Romário ressaltou que continuará na luta para “derrubar os obstáculos e dificuldades impostas pelas operadoras de planos de saúde”. “O mais importante é que o STF reafirmou a constitucionalidade da tese central: o rol da ANS não é taxativo, é exemplificativo. Isso significa que há espaço para garantir acesso a tratamentos que não estão formalmente listados, desde que cumpram os requisitos estabelecidos. Estarei sempre do lado das famílias que precisam de acesso ao melhor tratamento de saúde disponível, com segurança e eficácia. Esse é o compromisso que me move”, complementou Romário.

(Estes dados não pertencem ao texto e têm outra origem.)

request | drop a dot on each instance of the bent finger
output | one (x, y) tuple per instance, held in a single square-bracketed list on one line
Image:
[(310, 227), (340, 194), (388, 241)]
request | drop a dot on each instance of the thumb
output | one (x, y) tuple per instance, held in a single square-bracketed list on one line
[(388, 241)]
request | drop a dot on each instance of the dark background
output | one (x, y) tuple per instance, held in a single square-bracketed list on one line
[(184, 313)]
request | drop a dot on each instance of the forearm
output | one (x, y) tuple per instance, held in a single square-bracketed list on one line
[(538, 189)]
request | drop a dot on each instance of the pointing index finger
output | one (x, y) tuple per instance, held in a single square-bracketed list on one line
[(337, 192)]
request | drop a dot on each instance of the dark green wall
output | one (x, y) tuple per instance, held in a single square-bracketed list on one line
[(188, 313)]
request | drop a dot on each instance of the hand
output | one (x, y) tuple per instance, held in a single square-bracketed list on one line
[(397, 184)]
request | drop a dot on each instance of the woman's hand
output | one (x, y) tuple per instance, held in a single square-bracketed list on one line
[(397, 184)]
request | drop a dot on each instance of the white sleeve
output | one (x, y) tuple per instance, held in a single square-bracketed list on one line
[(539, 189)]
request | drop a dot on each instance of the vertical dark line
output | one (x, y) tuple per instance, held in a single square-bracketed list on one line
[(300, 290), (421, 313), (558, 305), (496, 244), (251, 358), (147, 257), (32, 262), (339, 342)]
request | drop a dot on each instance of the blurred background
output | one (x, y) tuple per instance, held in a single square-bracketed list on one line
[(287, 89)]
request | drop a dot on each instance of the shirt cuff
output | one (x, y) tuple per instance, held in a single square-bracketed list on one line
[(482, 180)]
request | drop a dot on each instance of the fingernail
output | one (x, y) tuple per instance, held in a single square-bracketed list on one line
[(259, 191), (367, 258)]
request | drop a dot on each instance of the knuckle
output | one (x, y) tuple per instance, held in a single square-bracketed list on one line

Logo após a decisão do STF, o Instituto de Defesa dos Consumidores (Idec) lamentou o resultado do julgamento e afirmou que “o Tribunal aprofunda assimetrias entre usuários e operadoras e desconsidera dados que comprovam que a saúde suplementar não passa por crise sistêmica”. Em entrevista ao Correio, a coordenadora do Programa de Saúde do Idec, Marina Paullelli, afirmou que a ANS “mostrou resistência” em fazer com que as operadoras cumprissem a Lei 14.454/2022.
ANS elogia decisão
A ANS, por sua vez, afirmou ao Correio que a decisão do Supremo foi “equilibrada” e que o processo de avaliação de tecnologias feito pelas áreas técnicas da agência “é um dos mais rápidos do mundo". Segundo a instituição, "todo o processo de avaliação das tecnologias segue com absoluta transparência, seja pela transmissão on-line, seja pela disponibilização dos documentos utilizados para análise”.
“Com essa decisão, o STF reafirma que cabe à ANS a definição do rol de coberturas obrigatórias dos planos de saúde e que os casos excepcionais deverão ser tratados de acordo com regras objetivas. Trata-se de uma decisão equilibrada que, para além de garantir o direito do consumidor de forma coerente, reafirma a importância da saúde baseada em evidências, da capacidade institucional da agência reguladora e racionalidade decisória”, pontuou o diretor-presidente da ANS, Wadih Damous.
De acordo com a ANS, o rol de procedimentos e eventos da agência possui duas formas de atualização: por meio de propostas de alteração direta – cujos prazos de análise variam de 120 + 60 días para antineoplásicos de uso oral, procedimentos radioterápicos para tratamento de câncer e hemoterapia; e 180 + 90 dias para os demais procedimentos –, e por meio de incorporação automática das tecnologias recomendadas positivamente para inclusão no Sistema Único de Saúde (SUS) pela Comissão Nacional de Incorporação de Tecnologias (Conitec) – nesse caso o prazo é de até 60 dias.
Operadoras comemoram
A Federação Nacional de Saúde Suplementar (Fenasaúde) comemorou com um dia de atraso a decisão do Supremo favorável às operadoras. “A decisão do STF representa uma vitória do paciente e de sua segurança clínica. Fica estabelecido que apenas terapias com comprovação científica sejam ofertadas, trazendo segurança e proteção contra práticas abusivas, desnecessárias ou arriscadas”, destacou a nota da Fenasaúde divulgada nesta sexta-feira. “Alinha-se, assim, aos melhores sistemas de saúde do mundo, que têm na medicina baseada em evidências o seu parâmetro central”, acrescentou o comunicado.